Payne described the sounds as "a strange throbbing in her chest, a strange feeling of uneasiness," Packer told Vox.

"This is what we, as humans, can often feel with ultrasound," she continued.

Besides honeybees and whales, a team of international scientists recently launched an ambitious project to listen, contextualize and translate communications of sperm whales, with the goal of "talking" to these majestic marine animals.

The project, called Project CETI (The Whale Translation Initiative), also uses artificial intelligence to interpret clicking sounds, or "codes" that sperm whales make to communicate with each other.

The team, which launched the CETI project in October 2021, is using natural language processing or neuro-linguistic programming - a subfield of artificial intelligence focused on processing written and spoken human language - which will be trained on four billion sperm whale coding.

The plan is to have the AI associate each sound with a specific context — a feat that will take at least five years, according to the researchers.

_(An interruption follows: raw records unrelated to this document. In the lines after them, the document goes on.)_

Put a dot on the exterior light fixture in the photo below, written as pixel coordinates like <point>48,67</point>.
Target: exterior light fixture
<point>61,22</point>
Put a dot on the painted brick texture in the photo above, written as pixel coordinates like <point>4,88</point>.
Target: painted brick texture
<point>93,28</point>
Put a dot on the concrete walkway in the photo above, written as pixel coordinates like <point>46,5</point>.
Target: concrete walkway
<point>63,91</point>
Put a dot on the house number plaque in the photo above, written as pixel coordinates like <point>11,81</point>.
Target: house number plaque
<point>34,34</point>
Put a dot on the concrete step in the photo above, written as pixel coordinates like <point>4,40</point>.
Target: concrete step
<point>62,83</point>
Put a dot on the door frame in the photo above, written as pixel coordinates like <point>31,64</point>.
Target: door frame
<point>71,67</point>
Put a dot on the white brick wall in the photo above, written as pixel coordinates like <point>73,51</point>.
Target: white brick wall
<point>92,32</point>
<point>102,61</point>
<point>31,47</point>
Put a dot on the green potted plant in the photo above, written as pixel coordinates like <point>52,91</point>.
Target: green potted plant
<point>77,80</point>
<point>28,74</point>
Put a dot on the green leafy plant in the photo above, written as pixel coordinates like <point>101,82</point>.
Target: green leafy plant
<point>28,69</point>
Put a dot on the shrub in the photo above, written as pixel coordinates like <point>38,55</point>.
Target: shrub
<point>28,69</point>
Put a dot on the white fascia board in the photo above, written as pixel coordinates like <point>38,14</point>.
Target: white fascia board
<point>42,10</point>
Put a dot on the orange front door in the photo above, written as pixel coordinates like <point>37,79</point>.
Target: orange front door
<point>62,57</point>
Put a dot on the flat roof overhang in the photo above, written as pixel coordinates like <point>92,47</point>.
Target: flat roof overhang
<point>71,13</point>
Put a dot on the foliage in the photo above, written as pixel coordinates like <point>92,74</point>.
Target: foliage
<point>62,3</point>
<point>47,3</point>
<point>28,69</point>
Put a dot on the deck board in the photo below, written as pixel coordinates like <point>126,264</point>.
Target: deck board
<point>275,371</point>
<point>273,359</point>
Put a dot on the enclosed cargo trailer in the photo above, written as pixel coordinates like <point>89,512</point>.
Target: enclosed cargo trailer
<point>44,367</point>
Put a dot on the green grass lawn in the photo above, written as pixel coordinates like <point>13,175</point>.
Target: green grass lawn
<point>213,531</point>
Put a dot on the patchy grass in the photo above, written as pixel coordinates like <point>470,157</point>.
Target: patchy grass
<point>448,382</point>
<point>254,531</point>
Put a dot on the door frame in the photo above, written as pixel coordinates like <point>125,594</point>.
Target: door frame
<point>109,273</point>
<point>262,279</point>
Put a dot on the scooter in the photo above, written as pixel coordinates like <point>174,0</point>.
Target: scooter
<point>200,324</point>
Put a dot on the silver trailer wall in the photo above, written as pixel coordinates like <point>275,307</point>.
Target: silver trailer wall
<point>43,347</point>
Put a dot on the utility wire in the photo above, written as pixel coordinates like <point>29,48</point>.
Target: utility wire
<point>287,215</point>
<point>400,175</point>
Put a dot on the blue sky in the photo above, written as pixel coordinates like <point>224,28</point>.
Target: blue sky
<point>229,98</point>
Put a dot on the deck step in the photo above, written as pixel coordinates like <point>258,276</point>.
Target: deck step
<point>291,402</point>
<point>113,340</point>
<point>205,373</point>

If the team achieves these goals, the next step will be to develop and deploy an interactive chatbot that engages in dialogue with sperm whales living in the wild.

Packer notes that humans have communicated with animals in the past, specifically primates, but they did so from a "very human-centred viewpoint" - such as teaching sign language to animals.

However, using AI is a way to use a creature's own language to communicate with it. Technology analyzes unique cues associated with behaviors and patterns to create language.

"What [these researchers] are doing is not trying to teach these species human language, but basically putting together dictionaries of signs and then trying to understand what those signals mean within those species," Packer told Vox.